Venga a prendere un caffè da noi:
Ingrandimenti fotografici di antichi caffè bolognesi, tra cui il mitico Eden, primo caffè chantant, la birreria Belletti (fine '800), i caffè Maiani e S.Pietro. Immagini rarissime, tracce preziose di luoghi perduti o trasformati, scattate tra la fine dell'Ottocento e i primi anni Sessanta, provenienti dall'Archivio Fratelli Branca di Milano, dalla collezione Antonio Brighetti di Bologna e dell'Archivio Fotografico della Cineteca di Bologna.
Anticlimax:
Fotografie di Sergio Smerieri, commentate da Enrico Corni.
La serata proseguirà con il celeberrimo Jimmy Villotti Quartet con un omaggio a Rene Thomas.

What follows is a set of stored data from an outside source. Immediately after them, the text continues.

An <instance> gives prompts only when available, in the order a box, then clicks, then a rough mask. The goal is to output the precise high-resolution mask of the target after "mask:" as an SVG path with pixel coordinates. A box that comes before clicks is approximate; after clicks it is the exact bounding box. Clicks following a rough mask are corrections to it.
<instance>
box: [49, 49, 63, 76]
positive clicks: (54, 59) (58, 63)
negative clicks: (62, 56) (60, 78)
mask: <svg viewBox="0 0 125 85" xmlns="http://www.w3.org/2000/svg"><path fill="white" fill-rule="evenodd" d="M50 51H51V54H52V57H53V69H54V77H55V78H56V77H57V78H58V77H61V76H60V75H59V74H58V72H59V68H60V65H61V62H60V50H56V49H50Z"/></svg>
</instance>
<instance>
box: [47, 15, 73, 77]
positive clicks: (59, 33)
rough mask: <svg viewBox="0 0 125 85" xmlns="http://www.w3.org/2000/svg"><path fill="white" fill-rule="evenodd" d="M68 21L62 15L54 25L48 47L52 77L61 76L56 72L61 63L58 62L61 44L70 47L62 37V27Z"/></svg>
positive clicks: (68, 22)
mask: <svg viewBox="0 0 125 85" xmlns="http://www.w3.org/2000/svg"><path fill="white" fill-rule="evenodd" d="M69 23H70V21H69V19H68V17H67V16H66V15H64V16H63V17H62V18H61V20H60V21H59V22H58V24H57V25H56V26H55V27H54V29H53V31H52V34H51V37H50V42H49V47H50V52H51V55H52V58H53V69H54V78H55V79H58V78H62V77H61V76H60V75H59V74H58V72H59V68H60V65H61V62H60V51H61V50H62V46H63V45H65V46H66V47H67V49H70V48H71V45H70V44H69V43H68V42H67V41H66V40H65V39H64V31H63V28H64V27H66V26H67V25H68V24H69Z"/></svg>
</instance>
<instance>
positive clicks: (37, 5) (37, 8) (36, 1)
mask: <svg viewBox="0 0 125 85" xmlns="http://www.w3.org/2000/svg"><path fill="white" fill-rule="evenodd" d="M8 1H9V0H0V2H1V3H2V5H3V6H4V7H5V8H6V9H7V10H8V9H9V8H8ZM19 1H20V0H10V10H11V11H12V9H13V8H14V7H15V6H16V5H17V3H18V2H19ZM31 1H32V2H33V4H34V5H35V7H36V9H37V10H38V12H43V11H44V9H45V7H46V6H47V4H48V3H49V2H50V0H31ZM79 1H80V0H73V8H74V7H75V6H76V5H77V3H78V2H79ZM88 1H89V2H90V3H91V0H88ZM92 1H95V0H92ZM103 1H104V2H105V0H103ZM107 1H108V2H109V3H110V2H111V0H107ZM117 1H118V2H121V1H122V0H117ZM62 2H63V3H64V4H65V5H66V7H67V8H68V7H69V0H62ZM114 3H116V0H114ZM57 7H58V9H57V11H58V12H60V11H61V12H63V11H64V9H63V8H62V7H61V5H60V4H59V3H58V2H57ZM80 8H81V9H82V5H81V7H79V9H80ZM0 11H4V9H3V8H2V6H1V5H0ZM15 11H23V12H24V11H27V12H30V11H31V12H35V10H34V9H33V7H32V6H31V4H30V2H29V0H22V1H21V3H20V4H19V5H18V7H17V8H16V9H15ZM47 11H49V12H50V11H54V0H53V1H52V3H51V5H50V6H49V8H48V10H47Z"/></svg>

Interverrà Marco della Noce.
Ovviamente, non sarà come quella del passato, molto meno famosa e celebrata di questa nuova, sopra tutto per la qualità senza la presenza vetri per creare problemi ai fotografi, questa per ragioni di vicinanza al piazzale, è praticamente sopra, deve essere dotata di alte protezioni vetrate, requisito fondamentale posto dalle autorità per l'apertura.
La vecchia poteva essere aperta senza protezioni in quanto si trovava molto distante dal piazzale, quindi non creava particolari problemi di sicurezza. Il detto, chi si accontenta gode..visto che di spazi similari purtroppo in Italia al momento non ci sono.